Appel pour la défense des libertés
Depuis quelques semaines, nous assistons à une série de faits et de
décisions politiques qui nous préoccupent sur le respect des libertés
individuelles et le droit à la différence au Maroc. Ainsi, on peut citer
parmi ces faits, l’avant-projet de Code pénal, élaboré par le ministère
de la Justice et marqué par un esprit conservateur et liberticide,
l’interdiction de Much Loved, le film du réalisateur marocain Nabil
Ayouch, la multiplication des condamnations de personnes pour leur
homosexualité et leur agression dans les rues à l’image de ce que s’est
passé à Fès, et l’inculpation de deux jeunes filles à Inezgane pour
« outrage public à la pudeur » et dont le seul tort est d’avoir porté
des jupes au mois de juin.
Nous constatons une dégradation du débat public et une exploitation des
sentiments religieux et identitaires pour instaurer un ordre moral
rigide et hostile aux libertés individuelles. Un climat délétère et
inquiétant entretenu par le gouvernement, qui agit comme le porte-voix
d’une partie de la population au détriment de l’autre. Cette attitude se
drape dans des habits démocratiques en se présentant comme l’expression
de la majorité et l’incarnation de la volonté populaire. Or, faut-il
rappeler que l’un des fondements de la pratique démocratique est le
respect des minorités, notamment en matière de libertés.

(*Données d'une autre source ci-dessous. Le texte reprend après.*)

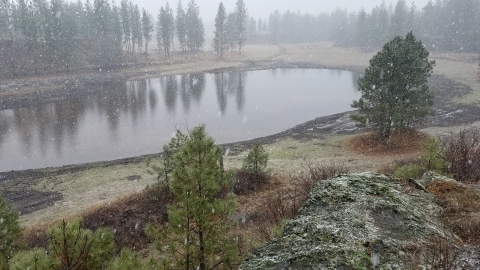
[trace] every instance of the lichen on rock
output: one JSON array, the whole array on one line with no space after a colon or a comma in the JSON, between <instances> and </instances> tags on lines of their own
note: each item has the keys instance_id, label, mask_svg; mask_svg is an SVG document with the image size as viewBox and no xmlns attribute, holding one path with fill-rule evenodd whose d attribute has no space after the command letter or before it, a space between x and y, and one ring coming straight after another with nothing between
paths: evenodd
<instances>
[{"instance_id":1,"label":"lichen on rock","mask_svg":"<svg viewBox=\"0 0 480 270\"><path fill-rule=\"evenodd\" d=\"M406 269L405 246L445 231L434 196L400 185L376 173L319 182L282 237L240 269Z\"/></svg>"}]
</instances>

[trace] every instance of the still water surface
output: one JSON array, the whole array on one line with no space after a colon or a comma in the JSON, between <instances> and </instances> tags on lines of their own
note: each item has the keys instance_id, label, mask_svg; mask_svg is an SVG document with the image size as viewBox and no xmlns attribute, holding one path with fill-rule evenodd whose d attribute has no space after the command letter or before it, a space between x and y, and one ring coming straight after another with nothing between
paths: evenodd
<instances>
[{"instance_id":1,"label":"still water surface","mask_svg":"<svg viewBox=\"0 0 480 270\"><path fill-rule=\"evenodd\" d=\"M356 79L318 69L167 76L0 111L0 171L158 153L176 128L201 123L217 143L271 135L350 110Z\"/></svg>"}]
</instances>

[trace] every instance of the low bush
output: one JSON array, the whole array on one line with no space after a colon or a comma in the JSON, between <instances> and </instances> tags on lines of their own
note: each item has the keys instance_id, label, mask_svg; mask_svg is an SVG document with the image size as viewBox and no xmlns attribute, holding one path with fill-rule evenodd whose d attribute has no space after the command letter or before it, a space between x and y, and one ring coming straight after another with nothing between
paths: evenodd
<instances>
[{"instance_id":1,"label":"low bush","mask_svg":"<svg viewBox=\"0 0 480 270\"><path fill-rule=\"evenodd\" d=\"M235 182L233 183L233 193L245 195L258 190L268 183L269 176L266 174L252 175L251 173L238 170L235 173Z\"/></svg>"},{"instance_id":2,"label":"low bush","mask_svg":"<svg viewBox=\"0 0 480 270\"><path fill-rule=\"evenodd\" d=\"M448 172L457 181L480 181L480 129L464 128L441 139Z\"/></svg>"},{"instance_id":3,"label":"low bush","mask_svg":"<svg viewBox=\"0 0 480 270\"><path fill-rule=\"evenodd\" d=\"M448 175L449 163L444 159L445 149L438 139L429 137L422 144L424 153L419 159L408 159L396 162L393 176L401 179L418 179L427 171Z\"/></svg>"},{"instance_id":4,"label":"low bush","mask_svg":"<svg viewBox=\"0 0 480 270\"><path fill-rule=\"evenodd\" d=\"M257 232L264 241L281 236L286 220L298 214L304 199L297 192L280 192L267 199L256 215Z\"/></svg>"},{"instance_id":5,"label":"low bush","mask_svg":"<svg viewBox=\"0 0 480 270\"><path fill-rule=\"evenodd\" d=\"M418 164L408 164L397 167L393 177L401 179L418 179L426 172L425 168Z\"/></svg>"},{"instance_id":6,"label":"low bush","mask_svg":"<svg viewBox=\"0 0 480 270\"><path fill-rule=\"evenodd\" d=\"M166 222L167 205L172 200L173 196L165 184L154 184L142 193L133 194L84 214L84 226L91 230L100 227L114 228L117 252L124 247L146 248L151 240L144 233L145 225L148 222Z\"/></svg>"},{"instance_id":7,"label":"low bush","mask_svg":"<svg viewBox=\"0 0 480 270\"><path fill-rule=\"evenodd\" d=\"M47 231L47 248L16 254L10 269L105 269L114 255L113 231L82 228L80 220L61 222Z\"/></svg>"}]
</instances>

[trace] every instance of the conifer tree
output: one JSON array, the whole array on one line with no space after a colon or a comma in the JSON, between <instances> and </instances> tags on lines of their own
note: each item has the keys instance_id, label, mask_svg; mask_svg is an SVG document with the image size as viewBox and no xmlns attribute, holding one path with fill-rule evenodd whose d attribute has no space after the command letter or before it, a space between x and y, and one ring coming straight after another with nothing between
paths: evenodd
<instances>
[{"instance_id":1,"label":"conifer tree","mask_svg":"<svg viewBox=\"0 0 480 270\"><path fill-rule=\"evenodd\" d=\"M165 54L170 57L170 47L173 43L173 33L175 30L175 20L170 5L160 8L157 22L157 39L159 38Z\"/></svg>"},{"instance_id":2,"label":"conifer tree","mask_svg":"<svg viewBox=\"0 0 480 270\"><path fill-rule=\"evenodd\" d=\"M205 43L205 28L200 18L200 10L194 0L188 3L185 14L186 43L190 51L201 49Z\"/></svg>"},{"instance_id":3,"label":"conifer tree","mask_svg":"<svg viewBox=\"0 0 480 270\"><path fill-rule=\"evenodd\" d=\"M267 152L265 152L265 149L261 144L255 143L247 156L243 159L242 169L254 178L258 178L261 175L266 174L267 163Z\"/></svg>"},{"instance_id":4,"label":"conifer tree","mask_svg":"<svg viewBox=\"0 0 480 270\"><path fill-rule=\"evenodd\" d=\"M7 262L20 247L21 228L18 212L0 195L0 269L7 269Z\"/></svg>"},{"instance_id":5,"label":"conifer tree","mask_svg":"<svg viewBox=\"0 0 480 270\"><path fill-rule=\"evenodd\" d=\"M131 49L131 19L129 12L129 4L127 0L122 0L120 2L120 14L122 21L122 30L123 30L123 43L127 51Z\"/></svg>"},{"instance_id":6,"label":"conifer tree","mask_svg":"<svg viewBox=\"0 0 480 270\"><path fill-rule=\"evenodd\" d=\"M223 51L227 42L227 12L223 3L218 6L217 16L215 18L215 37L213 38L213 49L217 55L223 57Z\"/></svg>"},{"instance_id":7,"label":"conifer tree","mask_svg":"<svg viewBox=\"0 0 480 270\"><path fill-rule=\"evenodd\" d=\"M232 182L232 174L221 167L222 151L205 133L195 127L175 156L169 206L169 263L179 269L228 268L236 260L236 246L228 235L234 226L230 216L235 211L232 195L218 194Z\"/></svg>"},{"instance_id":8,"label":"conifer tree","mask_svg":"<svg viewBox=\"0 0 480 270\"><path fill-rule=\"evenodd\" d=\"M230 13L227 16L227 45L230 51L233 51L237 45L237 23L235 19L235 13Z\"/></svg>"},{"instance_id":9,"label":"conifer tree","mask_svg":"<svg viewBox=\"0 0 480 270\"><path fill-rule=\"evenodd\" d=\"M247 40L247 8L243 0L238 0L235 5L236 34L238 43L238 52L242 54L242 46Z\"/></svg>"},{"instance_id":10,"label":"conifer tree","mask_svg":"<svg viewBox=\"0 0 480 270\"><path fill-rule=\"evenodd\" d=\"M352 119L360 126L370 124L386 140L392 130L405 130L433 115L427 79L435 61L428 61L428 55L412 32L385 44L358 80L362 97L352 104L358 109Z\"/></svg>"},{"instance_id":11,"label":"conifer tree","mask_svg":"<svg viewBox=\"0 0 480 270\"><path fill-rule=\"evenodd\" d=\"M150 19L150 14L143 8L142 9L142 33L145 40L145 53L148 53L148 42L152 40L153 24Z\"/></svg>"},{"instance_id":12,"label":"conifer tree","mask_svg":"<svg viewBox=\"0 0 480 270\"><path fill-rule=\"evenodd\" d=\"M187 30L185 28L185 10L183 9L182 0L178 1L177 16L175 18L175 28L177 30L178 43L182 51L187 51Z\"/></svg>"}]
</instances>

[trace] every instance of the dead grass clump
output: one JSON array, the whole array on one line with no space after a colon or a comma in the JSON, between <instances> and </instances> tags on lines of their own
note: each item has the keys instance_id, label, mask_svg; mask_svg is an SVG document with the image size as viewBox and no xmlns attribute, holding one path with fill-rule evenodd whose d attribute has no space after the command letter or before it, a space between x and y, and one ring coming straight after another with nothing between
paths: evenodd
<instances>
[{"instance_id":1,"label":"dead grass clump","mask_svg":"<svg viewBox=\"0 0 480 270\"><path fill-rule=\"evenodd\" d=\"M141 250L147 248L151 242L145 235L145 225L166 222L167 205L172 199L168 187L162 185L159 190L133 194L110 205L91 210L84 215L83 225L90 230L100 227L112 228L115 232L117 251L124 247Z\"/></svg>"},{"instance_id":2,"label":"dead grass clump","mask_svg":"<svg viewBox=\"0 0 480 270\"><path fill-rule=\"evenodd\" d=\"M320 164L305 160L303 171L290 176L290 178L292 183L296 183L299 195L306 198L319 181L347 173L349 171L343 164Z\"/></svg>"},{"instance_id":3,"label":"dead grass clump","mask_svg":"<svg viewBox=\"0 0 480 270\"><path fill-rule=\"evenodd\" d=\"M447 225L462 240L480 245L480 194L470 186L455 182L436 181L426 188L445 210Z\"/></svg>"},{"instance_id":4,"label":"dead grass clump","mask_svg":"<svg viewBox=\"0 0 480 270\"><path fill-rule=\"evenodd\" d=\"M448 172L457 181L480 181L480 129L464 128L441 140Z\"/></svg>"},{"instance_id":5,"label":"dead grass clump","mask_svg":"<svg viewBox=\"0 0 480 270\"><path fill-rule=\"evenodd\" d=\"M347 141L347 147L362 154L382 155L420 152L427 135L414 129L393 131L385 140L376 133L355 136Z\"/></svg>"},{"instance_id":6,"label":"dead grass clump","mask_svg":"<svg viewBox=\"0 0 480 270\"><path fill-rule=\"evenodd\" d=\"M304 203L297 192L279 192L270 196L261 209L249 216L255 224L256 234L265 242L279 237L283 232L285 221L298 214L300 206Z\"/></svg>"},{"instance_id":7,"label":"dead grass clump","mask_svg":"<svg viewBox=\"0 0 480 270\"><path fill-rule=\"evenodd\" d=\"M245 195L264 186L269 180L268 175L254 175L244 170L238 170L235 173L235 183L233 184L233 193Z\"/></svg>"},{"instance_id":8,"label":"dead grass clump","mask_svg":"<svg viewBox=\"0 0 480 270\"><path fill-rule=\"evenodd\" d=\"M451 240L438 235L430 236L425 243L409 243L404 247L403 257L408 269L459 269L461 262L461 249ZM469 268L461 268L469 269Z\"/></svg>"}]
</instances>

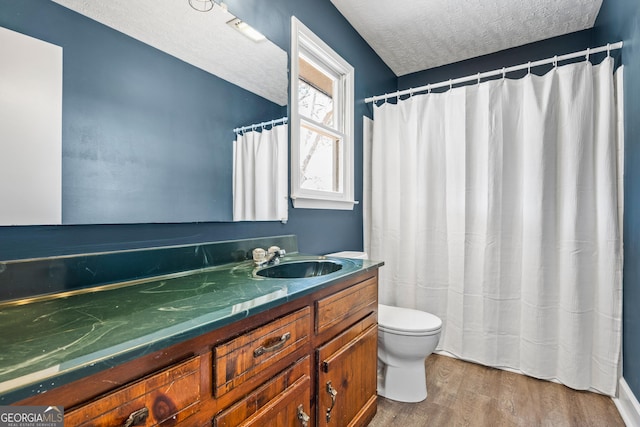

L’espace public démocratique, lieu de débat et d’échange, n’est pas
compatible avec l’intimidation et la violence, fussent-elles symboliques
ou verbales. Le respect de la diversité intellectuelle et culturelle,
l’extension des domaines des libertés et le droit à la différence sont
des conditions nécessaires pour accéder pleinement à la démocratie et à
un véritable État de droit. On assiste aujourd’hui à la montée
inquiétante d’un conservatisme agressif et menaçant, qui s’immisce dans
l’intimité même des individus et de leurs choix personnels. Une
situation qui installe progressivement un terrorisme intellectuel et
crée un sentiment de frustration chez une partie de la société. Le Maroc
appartient à tous ses habitants, sans exception, est-il encore besoin
de le rappeler.
La prolifération, sur les réseaux sociaux, d’appels au meurtre,
d’insultes, d’attaques contre des figures artistiques, culturelles ou
politiques sont des expressions de ce danger qui menace le vivre
ensemble dans notre pays. Cette situation est d'autant plus dangereuse
qu'elle mène la société sur une pente régressive qu’elle aura du mal à
remonter. Les faits et décisions, prises de positions publiques, ont un
caractère normatif qui instaure et banalise une norme sociale très en
retard par rapport aux problématiques du monde contemporain, censure
tout débat et trahit les espoirs apportés par la Constitution de 2011.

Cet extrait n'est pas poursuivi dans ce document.